Her response was that the player should switch. This caused an uproar among her readers. Several readers, including PhDs in Mathematics, wrote back to her saying that she was absolutely wrong. One response read:
“You are utterly incorrect about the game-show question, and I hope this controversy will bring some public attention to the serious national crisis in mathematical education. If you can admit your error, you will have contributed constructively toward the solution of a deplorable situation. How many irate mathematicians are needed to get you to change your mind?”
Another response said:
“You’re wrong, but look at the positive side. If all those Ph.D.’s were wrong, the country would be in very serious trouble.”
The intuition here is to focus on the two remaining choices and then assume that they are equally likely, therefore saying that the probability is 50% or ½. However, this is incorrect.
Let’s look at this in another way. If you have three doors (A, B, C), and there is a car behind one of the doors, the probability that you would choose that door at random is 1/3. Let’s say that you chose Door A. p(A) = 1/3
The probability that the car is behind one of the other two doors is (1/3 + 1/3) = 2/3. This can also be viewed as the car being behind door B or door C.
p(B) + p(C) = 2/3
Now, the host knows which door has the car. Therefore, the host can open the door without the car. Let’s say he opens door B and shows that the door does not contain a car (goat door).

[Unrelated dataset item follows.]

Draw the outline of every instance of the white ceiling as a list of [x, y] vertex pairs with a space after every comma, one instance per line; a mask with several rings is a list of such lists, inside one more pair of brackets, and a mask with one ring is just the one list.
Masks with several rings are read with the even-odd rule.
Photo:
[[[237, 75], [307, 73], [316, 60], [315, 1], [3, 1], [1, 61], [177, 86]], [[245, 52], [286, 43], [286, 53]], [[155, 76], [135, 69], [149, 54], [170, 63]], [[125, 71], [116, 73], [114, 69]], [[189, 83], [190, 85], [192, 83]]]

This means that once the host opens door B and shows it is empty, p(B) = 0. Therefore, p(C) is now 2/3. Thus, it would be logical for you to switch so that you can increase your probability from 1/3 to 2/3.
Here is another example to explain this. Let’s say that a “bad” magician shuffles a deck of playing cards, spreads the cards out, and asks you to pick the Ace of Spades from the spread-out cards. The cards are all facing down. You then focus on the cards and choose one at random, placing it in your pocket without looking. The probability that you chose the Ace of Spades is 1/52 (assuming there are 52 cards). The probability that the Ace of Spades is in the remainder of the deck is 51/52. Now the magician slowly turns over each card and shows that it is not the Ace of Spades. The magician is using a marked deck, so he knows the card by looking at the back. Finally, one card remains face down. Should you switch?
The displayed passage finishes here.